Dieu existe, ils l'ont rencontré !

fourniquetMarie, la fillette belge qui fit arrêter en 2003 Michel Fourniret a témoigné au procès du tueur en série. Elle déclare avoir prié pour qu'il ne lui arrive aucun mal. 

Pour échapper à Michel Fourniret, la fillette belge âgée de 13 ans à l'époque des faits dit avoir prié pour implorer la grâce divine.

« J'ai commencé à prier dans mon cœur...pour qu'il ne m'arrive rien ».

La fillette dit avoir demandé à Michel Fourniret s'il était croyant. « Je lui ai demandé s'il croyait en Dieu, il ne m'a pas répondu ».
La fillette est alors ligottée, mais elle sera miraculeusement sauvée.

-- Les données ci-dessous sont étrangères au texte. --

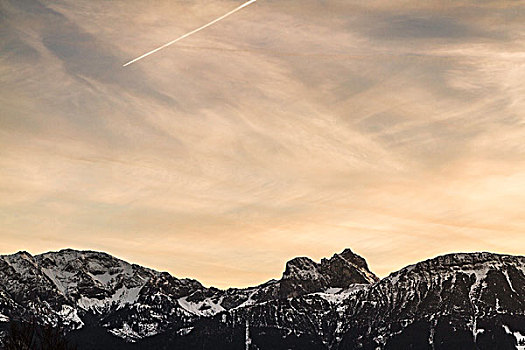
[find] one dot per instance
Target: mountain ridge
(337, 303)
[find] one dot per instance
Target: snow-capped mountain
(457, 301)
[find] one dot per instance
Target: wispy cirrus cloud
(291, 129)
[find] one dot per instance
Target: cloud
(290, 129)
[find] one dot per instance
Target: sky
(291, 128)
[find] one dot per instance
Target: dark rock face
(456, 301)
(303, 276)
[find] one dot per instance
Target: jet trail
(190, 33)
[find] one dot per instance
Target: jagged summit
(454, 301)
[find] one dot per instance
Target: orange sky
(291, 128)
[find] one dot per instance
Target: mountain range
(455, 301)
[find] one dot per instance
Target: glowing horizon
(298, 128)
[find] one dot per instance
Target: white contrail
(190, 33)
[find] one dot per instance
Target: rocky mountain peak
(303, 275)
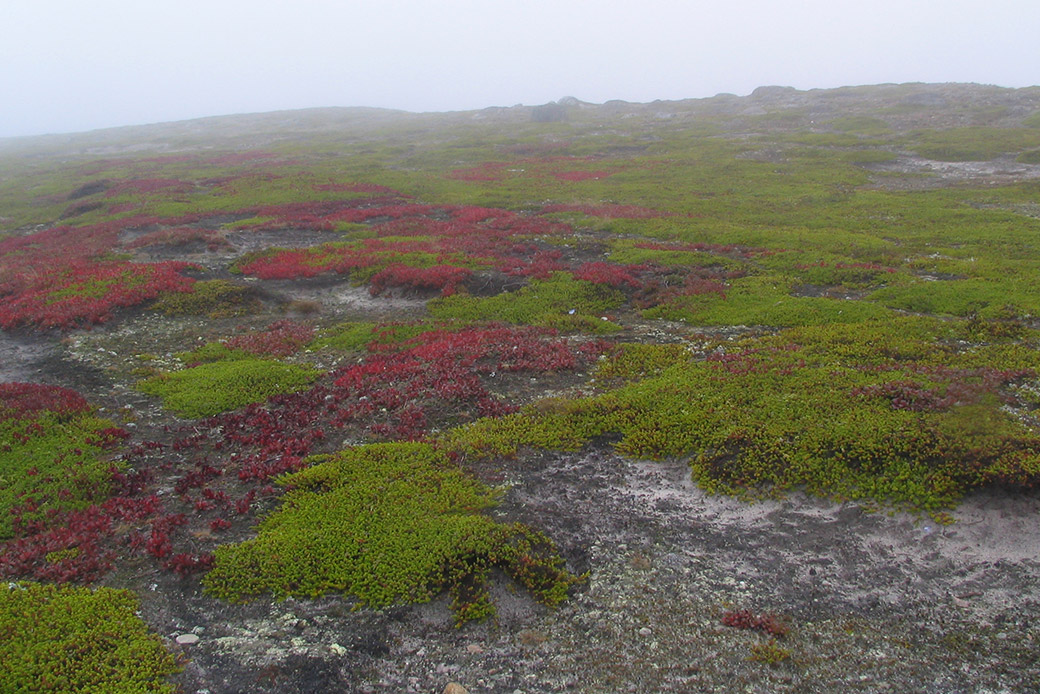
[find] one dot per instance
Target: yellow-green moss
(62, 639)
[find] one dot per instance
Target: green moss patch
(215, 299)
(878, 411)
(387, 523)
(60, 639)
(219, 386)
(52, 459)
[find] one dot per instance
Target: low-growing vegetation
(62, 639)
(297, 367)
(387, 523)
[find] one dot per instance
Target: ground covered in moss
(735, 393)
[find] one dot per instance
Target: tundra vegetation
(783, 298)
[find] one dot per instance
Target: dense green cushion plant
(386, 523)
(63, 639)
(219, 386)
(878, 411)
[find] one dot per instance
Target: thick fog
(71, 66)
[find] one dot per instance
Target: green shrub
(213, 298)
(541, 303)
(876, 411)
(386, 523)
(216, 387)
(62, 639)
(57, 462)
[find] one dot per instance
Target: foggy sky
(71, 65)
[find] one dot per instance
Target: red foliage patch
(83, 292)
(26, 401)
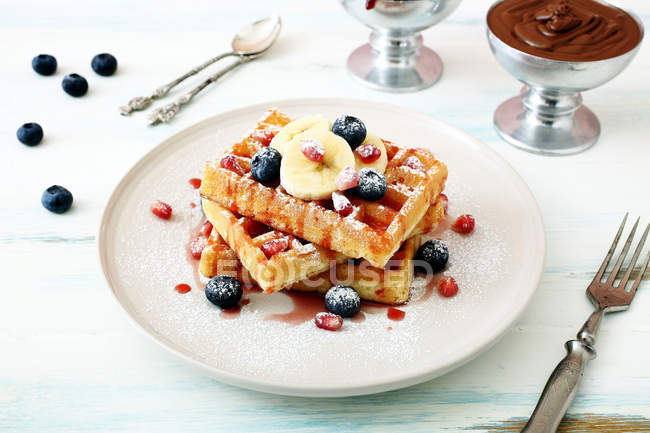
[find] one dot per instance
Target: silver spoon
(248, 43)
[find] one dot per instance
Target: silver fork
(561, 388)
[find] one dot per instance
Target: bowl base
(564, 135)
(423, 70)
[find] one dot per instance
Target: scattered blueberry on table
(372, 184)
(351, 129)
(30, 134)
(224, 291)
(75, 85)
(44, 64)
(56, 199)
(104, 64)
(342, 300)
(435, 253)
(265, 165)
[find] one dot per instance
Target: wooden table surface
(69, 361)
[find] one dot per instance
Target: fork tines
(621, 258)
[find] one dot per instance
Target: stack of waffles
(371, 249)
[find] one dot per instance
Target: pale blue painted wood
(70, 362)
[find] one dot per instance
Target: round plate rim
(414, 377)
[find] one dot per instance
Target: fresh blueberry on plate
(265, 165)
(342, 300)
(351, 129)
(30, 134)
(435, 253)
(224, 291)
(104, 64)
(371, 185)
(56, 199)
(44, 64)
(75, 85)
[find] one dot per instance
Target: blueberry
(342, 300)
(372, 184)
(44, 64)
(56, 199)
(265, 165)
(75, 85)
(351, 129)
(435, 253)
(104, 64)
(224, 291)
(30, 134)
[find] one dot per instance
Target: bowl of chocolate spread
(547, 41)
(558, 48)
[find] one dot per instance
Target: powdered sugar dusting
(148, 257)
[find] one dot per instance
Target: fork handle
(561, 388)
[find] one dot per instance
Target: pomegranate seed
(329, 321)
(395, 314)
(206, 229)
(464, 224)
(341, 204)
(230, 162)
(263, 136)
(312, 149)
(445, 201)
(368, 153)
(448, 287)
(161, 209)
(195, 182)
(414, 163)
(182, 288)
(347, 178)
(197, 245)
(274, 246)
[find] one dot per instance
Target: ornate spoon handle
(166, 113)
(141, 102)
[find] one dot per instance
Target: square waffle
(303, 260)
(374, 231)
(387, 286)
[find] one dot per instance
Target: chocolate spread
(569, 30)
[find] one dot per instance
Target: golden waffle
(387, 286)
(300, 261)
(374, 231)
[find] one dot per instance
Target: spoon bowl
(256, 38)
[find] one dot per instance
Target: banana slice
(309, 180)
(296, 127)
(381, 163)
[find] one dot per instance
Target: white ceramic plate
(497, 267)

Michel Fourniret, sous la menace, entrave sa victime (Marie) aux mains et aux pieds, la conduit à l'arrière du véhicule, avant de repartir. « Je lui ai demandé, 'pourquoi tu fais ça' ?
il a dit 'tu dois me donner du plaisir, autrement tu ne rentreras pas'.

"J'étais étonnée, je ne savais pas jusque là ce qu'il voulait faire de moi », a raconté Marie. Elle crie, il commence à l'étrangler et lui dit : « si tu cries, je te tue ».
Marie demande alors à son ravisseur s'il fait partie du groupe de Marc Dutroux. « Je suis pire que Marc Dutroux », répond-il.                Le véhicule repart. A l'arrière, entravée, Marie prie à haute voix, de plus en plus fort, « à pleine gorge ». Elle aperçoit une carte routière des Pays-Bas, de Belgique et de France.

                                                                                                                                                                     

« Je me suis dit, c'est fini. J'ai vu toute ma vie défiler, je me suis sentie comme dans un film ». Soudainement, les liens des jambes se détendent, elle se libère puis, avec les dents parvient à dégager ses mains. A un arrêt du véhicule, elle ouvre la porte latérale coulissante et s'enfuit, sans que Fourniret s'en aperçoive. Plus loin, une femme la recueille en voiture et, chemin faisant, croise la camionnette du ravisseur qui a fait demi-tour. Le numéro d'immatriculation relevé permettra à la police belge d'arrêter Michel Fourniret.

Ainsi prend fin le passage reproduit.